Avanzate, attacchi, pressioni interne e canali diplomatici.
La quotidianità di Israele e della Striscia di Gaza si regge dal 7 ottobre su un equilibrio fondato sulla miscela di questi fattori. E lo ha confermato anche la giornata di ieri. Davanti alla Knesset, il parlamento israeliano, è andata in scena ancora una volta la protesta dei familiari degli ostaggi rapiti da Hamas. Un gruppo di manifestanti ha fatto irruzione durante i lavori della commissione Finanze e ha chiesto al governo di fare di tutto per le persone nelle mani dei palestinesi. “Non ve ne starete seduti qui mentre i nostri figli muoiono”, hanno gridato alcuni di loro. E il primo ministro Benjamin Netanyahu, assediato dai manifestanti anche davanti alla sua residenza, ha incontrato una delegazione di familiari di 15 ostaggi per rassicurarli sull’impegno del governo. Per il leader del Likud si tratta di un momento estremamente complesso.

Netanyahu, i malumori interni e la speranza Trump

Ieri c’è stato un primo voto di sfiducia nei suoi confronti, non passato perché la maggioranza ha lasciato l’aula al momento dello scrutinio. E la richiesta di elezioni anticipate è sempre più insistente, sia dalla piazza che dai partiti dell’opposizione. Un pressing che da tempo è percepito anche dall’esterno, in particolare dagli Stati Uniti, dove il presidente Joe Biden ha fatto capire in più di un’occasione di avere delle forti perplessità riguardo l’alleato israeliano, se non proprio delle visioni opposte riguardo le posizioni politiche e la strategia da seguire nella guerra a Gaza.
Secondo il Washington Post, il premier dello Stato ebraico starebbe considerando l’ipotesi di rimanere ancora al potere almeno fino alle presidenziali americane, nella speranza che il suo amico Donald Trump ritorni alla Casa Bianca. Viste le difficoltà dell’esecutivo e le divergenze con Washington, sembra però difficile che Netanyahu resista così per i mesi a venire. A meno che non inizi a ottenere risultati importanti nel conflitto e nella liberazione degli ostaggi o cominci a fare delle concessioni rispetto alle richieste della comunità internazionale.

Borrell e i due Stati

A questo proposito, ieri si sono visti primi passi anche in chiave europea, durante la riunione del Consiglio Affari Esteri dell’Ue. A Bruxelles, oltre alla discussione sulla missione navale dell’Unione nel Mar Rosso (operazione a carattere difensivo, sottolineano dalla riunione, ma con regole di ingaggio particolari), l’Alto rappresentante per la Politica estera, Josep Borrell, ha predisposto anche un piano di 12 punti per una nuova realtà tra israeliani e palestinesi.
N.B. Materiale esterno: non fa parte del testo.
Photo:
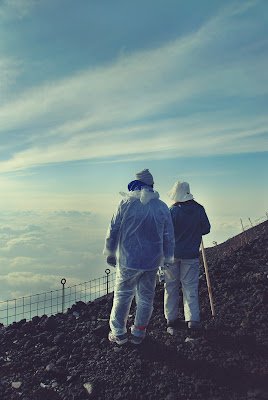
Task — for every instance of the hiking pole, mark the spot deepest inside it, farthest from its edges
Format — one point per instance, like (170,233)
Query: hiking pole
(208,280)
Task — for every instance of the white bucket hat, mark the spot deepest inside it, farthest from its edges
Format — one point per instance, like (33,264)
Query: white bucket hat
(180,192)
(145,176)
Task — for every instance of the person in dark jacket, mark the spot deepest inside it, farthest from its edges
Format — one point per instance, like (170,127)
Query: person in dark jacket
(190,223)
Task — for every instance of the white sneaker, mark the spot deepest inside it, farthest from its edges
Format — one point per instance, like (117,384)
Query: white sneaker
(120,339)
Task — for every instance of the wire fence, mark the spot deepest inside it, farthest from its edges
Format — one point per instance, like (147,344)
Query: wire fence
(53,302)
(250,230)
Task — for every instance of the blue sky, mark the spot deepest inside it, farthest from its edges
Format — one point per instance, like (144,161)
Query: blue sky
(92,92)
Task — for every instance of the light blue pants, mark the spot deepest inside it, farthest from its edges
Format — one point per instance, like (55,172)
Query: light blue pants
(185,271)
(130,283)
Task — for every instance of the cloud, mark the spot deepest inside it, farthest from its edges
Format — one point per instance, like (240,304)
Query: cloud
(72,214)
(16,9)
(112,112)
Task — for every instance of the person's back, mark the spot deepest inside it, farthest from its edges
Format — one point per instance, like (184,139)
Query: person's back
(142,222)
(190,223)
(142,231)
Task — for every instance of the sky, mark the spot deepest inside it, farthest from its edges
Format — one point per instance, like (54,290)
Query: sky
(92,92)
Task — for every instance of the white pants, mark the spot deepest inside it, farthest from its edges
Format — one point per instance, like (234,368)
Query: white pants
(187,272)
(130,282)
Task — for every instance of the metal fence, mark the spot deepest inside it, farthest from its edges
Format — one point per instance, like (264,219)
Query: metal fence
(53,302)
(250,230)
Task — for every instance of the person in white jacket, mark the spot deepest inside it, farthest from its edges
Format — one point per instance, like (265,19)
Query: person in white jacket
(141,230)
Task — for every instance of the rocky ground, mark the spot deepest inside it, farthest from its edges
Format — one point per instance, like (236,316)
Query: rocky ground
(68,356)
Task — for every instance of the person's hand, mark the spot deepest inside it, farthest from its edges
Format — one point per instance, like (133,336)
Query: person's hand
(167,265)
(111,260)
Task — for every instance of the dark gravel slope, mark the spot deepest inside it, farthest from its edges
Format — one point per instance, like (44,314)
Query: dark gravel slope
(69,357)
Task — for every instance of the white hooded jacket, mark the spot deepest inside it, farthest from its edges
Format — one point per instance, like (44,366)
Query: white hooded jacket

L’obiettivo di Bruxelles è una soluzione dei due Stati come unica garanzia della sicurezza israeliana e dell’intera regione. In questo senso, per la diplomazia Ue è necessario soprattutto dare nuova linfa vitale alla rappresentanza politica dei palestinesi, con un’istituzione democratica e credibile che possa avere voce in sede di negoziati e che rappresenti la vera alternativa alla forza politica di Hamas. Per ottenere assicurazioni per lo Stato ebraico e per la ricostruzione di Gaza e delle comunità israeliane di confine, è però necessaria la fine della guerra.

Nella Striscia, la situazione sul fronte umanitario continua a essere drammatica, con le autorità locali legate ad Hamas che denunciano la morte di 25mila persone dall’inizio del conflitto. Nel frattempo, il ministro della Difesa israeliano Yoav Gallant ha confermato che le Israel defense forces continuano “con forza un’operazione estesa nell’area di Khan Younis” che potrebbe “estendersi ulteriormente”. “Il fumo dei carri armati, dell’artiglieria e degli aerei dell’aeronautica continuerà a coprire i cieli della Striscia di Gaza finché non raggiungeremo i nostri obiettivi, primo fra tutti la sconfitta di Hamas e il ritorno degli ostaggi alle loro case”, ha garantito Gallant. Mentre al confine con il Libano, resta alta la tensione tra le Idf e Hezbollah. Anche in questo caso, Gallant ha ribadito la linea dura: nessun cessate il fuoco senza la sicurezza del nord del Paese.